The institutions that are vulnerable to money laundering in Zimbabwe do not have the ability to record and report suspicious money laundering cases. Apart from banks, there is no obligation on the other accountable institutions to report cases of money laundering to the relevant authorities.

 

The survey on which this chapter is based revealed that the majority of personnel in accountable institutions are not aware of how money laundering occurs. To expect them to monitor and report such cases is to expect too much. The banks confirmed that they are aware of money laundering. They confirmed that it is impossible to follow the guidelines to the book because of the economic situation in the country. Virtually all banks are facilitating the exchange of foreign currency at above the controlled rates in contravention of the law. The shortage of banks notes in the market is leading to financial dis-intermediation whereby parties exchange cash and avoid the inter-mediatory role of the banks.

 

The Central Bank, to its credit, has set up elaborate guidelines that go a long way in defining and putting the onus on banks to detect and report suspicious money laundering transactions. All the other accountable institutions do not have similar guidelines. In any event, the banks are not playing the desired role as spelt out in the guidelines because they facilitate money laundering through foreign currency dealing.

 

In Zimbabwe, money laundering has become part of everyday life. Economic mismanagement has led to distortions in the market which include a skewed exchange rate. The government has tried to put in place measures that defy logic. These measures include price controls on basic commodities. The distortions have meant great opportunity to some who are in authority who would naturally be opposed to the idea of ensuring that there is tight money laundering legislation.

 

The Star newspaper of 8 October 2003, in an article titled “ Zimbabwe slips into Zairisation,” summarises the situation in the country. The fact that foreign currency and fuel are controlled means that those few who have access to these commodities can offload the proceeds onto the illegal parallel market. The article points out that those in power would like to legitimise ill-gotten gains while they still can, or at least hang on for as long as possible.8

 

Zimbabwe is now ranked 106 out of 133 countries on the Corruption Perception Index scale. According to Transparency International in the report that gave Zimbabwe this ranking, matters relating to political and civil participation, the media’s operating environment, access to information and judicial independence all play a major role in forming perceptions about the state of fair play or lack of it in the country.9

 

In conclusion, accountable institutions do not have the capacity to control money laundering because of the political and economic environment, which has led to a weak legislative environment.

Notes

  1. C Goredema, Criminal justice and the truth in Zimbabwe: A necessary introspection, South African Journal of Criminal Justice 12(155) 1999.

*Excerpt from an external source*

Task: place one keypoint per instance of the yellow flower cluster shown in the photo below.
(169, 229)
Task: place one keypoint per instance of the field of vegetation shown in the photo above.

  2. An unreported decision in the Regional Court case of State v. T Hove, 2000.

  3. See Daily News, 28 May 2003.

  4. C Goredema (ed), Organised crime in Southern Africa: Assessing legislation, Institute for Security Studies (ISS), Pretoria, 2001.

  5. A Standing and H van Vuuren, The role of auditors: Research into organised crime and money laundering, ISS, Pretoria, 2003.

  6. Chief Justice Antony Gubbay, Money Laundering Supervision Act 1997, in Journal on Money Laundering Control, 3, January 1998, pp 277–286.

  7. The Star, 8 October 2003.

  8. Financial Gazette, 10 October 2003.